Сколько времени прошло, Бим не знал. Его вывел из оцепенения выстрел, раздавшийся неподалёку. Сработал инстинкт: это же охота! В усталых мыслях возник образ Ивана Иваныча, крадущегося среди стволов деревьев: «Ищи»! И Бим, опустив низко к земле голову, искал самозабвенно, а когда чуял след птицы, послушно замирал. «Вперёд», — тихо командовал хозяин, и вальдшнеп взмывал в небо, вспугнутый умным охотничьим псом. Один лишь звук выстрела оживил Бима, тело привычно вытянулось в стойку, словно и не было часов болезненного изнеможения — лапы дрожат от слабости, но морда нацелилась на выход, и Бим ждал, доверчиво ждал, когда же за ним придут, чтобы отвести в лес. Не пришли. Только Лохматка, обрадованная внезапным пробуждением товарища по несчастью, снова суетилась рядом, виляя хвостом.

Бим попробовал шагнуть — лапы неуверенно держали. Так он и доплёлся до двери, по чуть-чуть, шажочек за шажочком. А, добравшись, приткнул нос к щели и засопел, вдыхая запах воли, которую у него отобрали. Лохматка тут же рванула к стыку металлических дверей, и Бим увидел: щель внизу гораздо шире, словно металл непрочно там прилегал. Лохматка ужом завертелась, просовывая в отверстие морду и передние лапы — да и застряла, ни туда, ни сюда. Она была крохотная совсем — раза в три меньше Бима, помесь болонки и чёрти ещё кого, короткие лапки и свалявшаяся кудрявая шерсть. Но желания выжить было в ней гораздо больше, чем осталось сейчас у Бима — она отчаянно рвалась вперед. Скулила, но даже не пыталась выбраться из западни — напротив, упиралась задними лапками, толкаясь в щель. Бим понял, что она делает — хочет сбежать. Возможно, и не в первый даже раз. А так как Бим был умной собакой, то тотчас сообразил — надо надавить на дверь плечом.

Минута за минутой Бим и Лохматка боролись с бездушным железом. И в какой-то момент Лохматки не стало — р-раз, и она исчезла из фургона, просочившись в щель. Шмякнулась к колёсам и тут же дала дёру — Бим завистливо наблюдал за её побегом сквозь узкое отверстие, прижав глаз. Он остался один.

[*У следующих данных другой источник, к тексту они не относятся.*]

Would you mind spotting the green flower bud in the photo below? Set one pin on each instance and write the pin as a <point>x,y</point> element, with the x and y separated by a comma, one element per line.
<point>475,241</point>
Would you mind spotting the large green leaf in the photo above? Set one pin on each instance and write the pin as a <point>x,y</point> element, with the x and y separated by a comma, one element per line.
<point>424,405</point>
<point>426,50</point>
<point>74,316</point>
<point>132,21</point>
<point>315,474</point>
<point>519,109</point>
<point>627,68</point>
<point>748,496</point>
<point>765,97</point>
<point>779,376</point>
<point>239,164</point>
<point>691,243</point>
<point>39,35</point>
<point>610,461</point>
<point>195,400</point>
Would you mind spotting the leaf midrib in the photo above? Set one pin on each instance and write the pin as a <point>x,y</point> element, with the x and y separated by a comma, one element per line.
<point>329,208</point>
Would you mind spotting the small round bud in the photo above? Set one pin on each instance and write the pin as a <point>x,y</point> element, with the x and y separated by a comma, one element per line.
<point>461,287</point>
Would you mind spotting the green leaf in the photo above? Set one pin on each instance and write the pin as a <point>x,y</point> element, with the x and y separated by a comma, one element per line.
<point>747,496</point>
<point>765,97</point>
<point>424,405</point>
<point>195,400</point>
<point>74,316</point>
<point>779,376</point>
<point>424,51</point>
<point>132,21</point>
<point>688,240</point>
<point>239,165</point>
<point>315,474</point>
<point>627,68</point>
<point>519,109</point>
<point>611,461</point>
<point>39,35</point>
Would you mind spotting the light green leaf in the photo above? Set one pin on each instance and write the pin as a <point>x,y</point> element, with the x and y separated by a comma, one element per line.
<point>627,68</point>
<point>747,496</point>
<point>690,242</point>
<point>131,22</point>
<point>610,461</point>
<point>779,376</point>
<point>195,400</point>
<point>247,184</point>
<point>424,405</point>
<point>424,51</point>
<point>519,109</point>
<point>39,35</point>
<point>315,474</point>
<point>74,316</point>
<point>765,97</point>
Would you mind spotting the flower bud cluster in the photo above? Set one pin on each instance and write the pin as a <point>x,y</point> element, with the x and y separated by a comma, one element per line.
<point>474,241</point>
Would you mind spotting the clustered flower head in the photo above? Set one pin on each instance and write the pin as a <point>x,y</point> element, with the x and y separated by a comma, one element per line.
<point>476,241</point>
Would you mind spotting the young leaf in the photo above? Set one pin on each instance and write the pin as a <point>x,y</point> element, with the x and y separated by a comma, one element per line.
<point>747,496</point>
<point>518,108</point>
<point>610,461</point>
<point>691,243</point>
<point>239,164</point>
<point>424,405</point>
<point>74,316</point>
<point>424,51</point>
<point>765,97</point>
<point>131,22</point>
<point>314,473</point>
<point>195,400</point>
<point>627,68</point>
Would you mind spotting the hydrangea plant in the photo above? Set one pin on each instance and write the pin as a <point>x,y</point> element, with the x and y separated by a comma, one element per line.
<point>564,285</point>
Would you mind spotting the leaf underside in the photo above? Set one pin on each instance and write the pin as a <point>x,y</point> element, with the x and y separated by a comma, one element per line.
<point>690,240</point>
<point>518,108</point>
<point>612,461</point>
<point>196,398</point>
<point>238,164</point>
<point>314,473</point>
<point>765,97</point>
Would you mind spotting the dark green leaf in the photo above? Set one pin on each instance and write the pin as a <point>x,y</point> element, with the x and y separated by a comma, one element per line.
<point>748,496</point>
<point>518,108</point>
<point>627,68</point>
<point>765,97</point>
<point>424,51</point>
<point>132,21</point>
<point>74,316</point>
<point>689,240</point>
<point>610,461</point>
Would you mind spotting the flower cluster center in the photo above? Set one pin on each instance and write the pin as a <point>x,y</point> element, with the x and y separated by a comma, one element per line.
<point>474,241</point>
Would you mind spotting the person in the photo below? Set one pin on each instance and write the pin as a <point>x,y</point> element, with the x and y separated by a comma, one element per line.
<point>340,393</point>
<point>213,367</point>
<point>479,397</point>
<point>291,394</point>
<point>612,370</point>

И был втрое крупнее — куда ему повторить подвиг дворняжки.

Но все же воля к свободе уже проснулась. Тщательно обнюхав отверстие, чуть расширившееся после двойных усилий расшатать дверь, Бим просунул туда лапу, по привычке пытаясь копать: однажды он уже проделывал этот фокус. Но то был двор и забор, земля мягкая и рыхлая, а здесь железо. И тогда Бим был сыт и полон сил, а сейчас уже не помнил, сколько дней не ел и даже не пил. Очень быстро мягкие подушечки лап стёрлись в кровь об ржавый и острый край, но отверстие продолжало оставаться неумолимо узким.

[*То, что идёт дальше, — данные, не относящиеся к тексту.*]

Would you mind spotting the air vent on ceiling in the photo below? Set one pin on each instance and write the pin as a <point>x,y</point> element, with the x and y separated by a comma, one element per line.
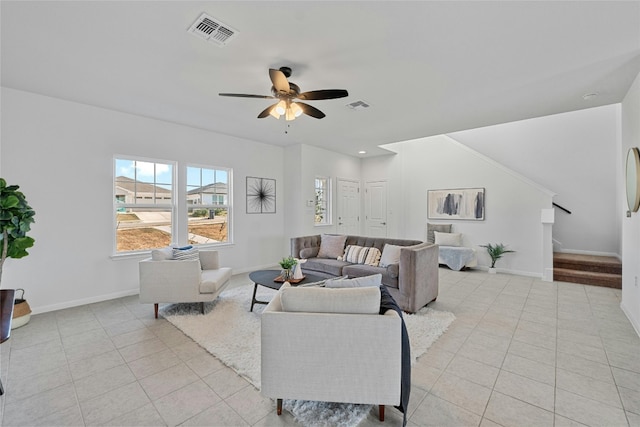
<point>358,105</point>
<point>211,29</point>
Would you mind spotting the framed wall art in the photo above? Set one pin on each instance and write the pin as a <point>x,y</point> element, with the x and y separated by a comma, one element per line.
<point>261,195</point>
<point>460,203</point>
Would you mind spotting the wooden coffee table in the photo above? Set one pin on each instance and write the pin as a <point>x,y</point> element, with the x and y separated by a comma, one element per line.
<point>267,278</point>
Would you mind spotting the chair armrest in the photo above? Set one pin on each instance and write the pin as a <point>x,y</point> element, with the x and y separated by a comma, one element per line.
<point>209,260</point>
<point>418,274</point>
<point>169,281</point>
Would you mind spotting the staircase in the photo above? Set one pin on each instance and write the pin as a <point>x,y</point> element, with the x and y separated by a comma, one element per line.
<point>587,269</point>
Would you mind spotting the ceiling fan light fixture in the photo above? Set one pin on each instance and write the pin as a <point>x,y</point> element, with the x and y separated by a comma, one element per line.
<point>274,113</point>
<point>297,111</point>
<point>281,107</point>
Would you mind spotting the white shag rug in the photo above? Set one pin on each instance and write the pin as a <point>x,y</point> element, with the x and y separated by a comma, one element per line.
<point>229,331</point>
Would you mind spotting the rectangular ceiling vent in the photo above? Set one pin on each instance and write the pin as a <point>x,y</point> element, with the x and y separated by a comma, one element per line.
<point>212,30</point>
<point>358,105</point>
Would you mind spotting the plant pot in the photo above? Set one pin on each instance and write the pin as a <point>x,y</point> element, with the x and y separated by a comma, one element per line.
<point>21,311</point>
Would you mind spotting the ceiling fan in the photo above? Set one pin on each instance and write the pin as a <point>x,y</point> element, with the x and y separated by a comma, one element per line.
<point>287,93</point>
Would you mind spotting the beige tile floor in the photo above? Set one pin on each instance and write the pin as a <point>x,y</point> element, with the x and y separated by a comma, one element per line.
<point>521,352</point>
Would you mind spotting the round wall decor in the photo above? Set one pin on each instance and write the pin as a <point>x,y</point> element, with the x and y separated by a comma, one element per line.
<point>633,179</point>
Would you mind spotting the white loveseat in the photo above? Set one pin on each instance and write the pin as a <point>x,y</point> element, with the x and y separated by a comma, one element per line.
<point>331,345</point>
<point>166,280</point>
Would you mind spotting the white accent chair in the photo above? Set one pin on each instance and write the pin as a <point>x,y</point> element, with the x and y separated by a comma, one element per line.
<point>176,281</point>
<point>316,354</point>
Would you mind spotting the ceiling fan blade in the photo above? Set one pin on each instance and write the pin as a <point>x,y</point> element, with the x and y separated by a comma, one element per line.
<point>323,94</point>
<point>311,111</point>
<point>267,111</point>
<point>244,95</point>
<point>279,80</point>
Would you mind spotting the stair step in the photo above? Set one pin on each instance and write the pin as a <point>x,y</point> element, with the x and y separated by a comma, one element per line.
<point>600,264</point>
<point>587,278</point>
<point>587,269</point>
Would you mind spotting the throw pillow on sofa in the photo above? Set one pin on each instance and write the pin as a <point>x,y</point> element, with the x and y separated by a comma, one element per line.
<point>356,282</point>
<point>390,255</point>
<point>442,228</point>
<point>331,246</point>
<point>448,239</point>
<point>309,253</point>
<point>361,255</point>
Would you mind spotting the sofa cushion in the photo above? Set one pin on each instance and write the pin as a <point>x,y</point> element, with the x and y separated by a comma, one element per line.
<point>325,300</point>
<point>212,280</point>
<point>390,255</point>
<point>393,270</point>
<point>361,255</point>
<point>443,228</point>
<point>162,254</point>
<point>189,253</point>
<point>360,270</point>
<point>332,267</point>
<point>331,246</point>
<point>309,252</point>
<point>355,282</point>
<point>448,239</point>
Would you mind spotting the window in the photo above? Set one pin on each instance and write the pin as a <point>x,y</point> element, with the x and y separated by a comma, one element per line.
<point>143,204</point>
<point>323,201</point>
<point>208,206</point>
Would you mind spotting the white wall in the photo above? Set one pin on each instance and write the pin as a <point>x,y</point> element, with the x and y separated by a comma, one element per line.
<point>513,204</point>
<point>303,164</point>
<point>61,155</point>
<point>573,154</point>
<point>630,226</point>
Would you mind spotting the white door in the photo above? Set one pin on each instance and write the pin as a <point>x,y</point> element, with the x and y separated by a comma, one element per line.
<point>375,208</point>
<point>348,207</point>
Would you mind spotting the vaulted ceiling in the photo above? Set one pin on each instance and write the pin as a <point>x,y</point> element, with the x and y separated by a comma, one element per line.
<point>423,67</point>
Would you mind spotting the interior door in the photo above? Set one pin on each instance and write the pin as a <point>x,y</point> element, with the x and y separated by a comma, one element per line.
<point>348,207</point>
<point>375,208</point>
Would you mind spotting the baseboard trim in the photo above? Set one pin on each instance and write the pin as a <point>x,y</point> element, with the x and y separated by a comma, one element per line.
<point>84,301</point>
<point>632,320</point>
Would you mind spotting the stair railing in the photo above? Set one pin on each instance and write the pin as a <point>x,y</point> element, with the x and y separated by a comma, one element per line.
<point>561,208</point>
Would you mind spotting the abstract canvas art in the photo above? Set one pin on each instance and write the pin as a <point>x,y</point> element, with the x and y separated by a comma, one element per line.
<point>261,195</point>
<point>461,203</point>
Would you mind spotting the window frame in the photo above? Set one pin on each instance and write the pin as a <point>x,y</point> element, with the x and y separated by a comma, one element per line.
<point>171,207</point>
<point>228,205</point>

Тогда Бим просунул в щель нос, до тех пор, пока морда не застряла где-то на уровне глаз, а железные выщерблены не впились сквозь шерсть в кожу. Замерев и вздохнув — тяжело-тяжело, как умеют только собаки, несчастные и смертельно уставшие — он толкнулся дальше, зажмурив глаза. Было больно, но Бим молчал — знал, что скулёж привлечёт мучителей, и его снова закроют, на этот раз навсегда, в каком-нибудь другом месте, более надёжном. Поэтому он терпел, не издавая никаких звуков, упирался дрожащими задними лапами в скользкий железный пол и миллиметр за миллиметром двигался к освобождению. Остановился лишь на секунду — когда щель застряла на уровне бровей и позволила открыть глаза с натянувшимися от усилий веками. Теплые капельки, текущие по морде, мешали разглядеть сарай, в котором ржавел фургон, но Бим хорошо знал запах крови. Последний рывок, и металлические двери сдавили шею — но все же не так больно, как голову. Сильнее всего жгло ухо — по нему аккурат пришелся зазубренный край.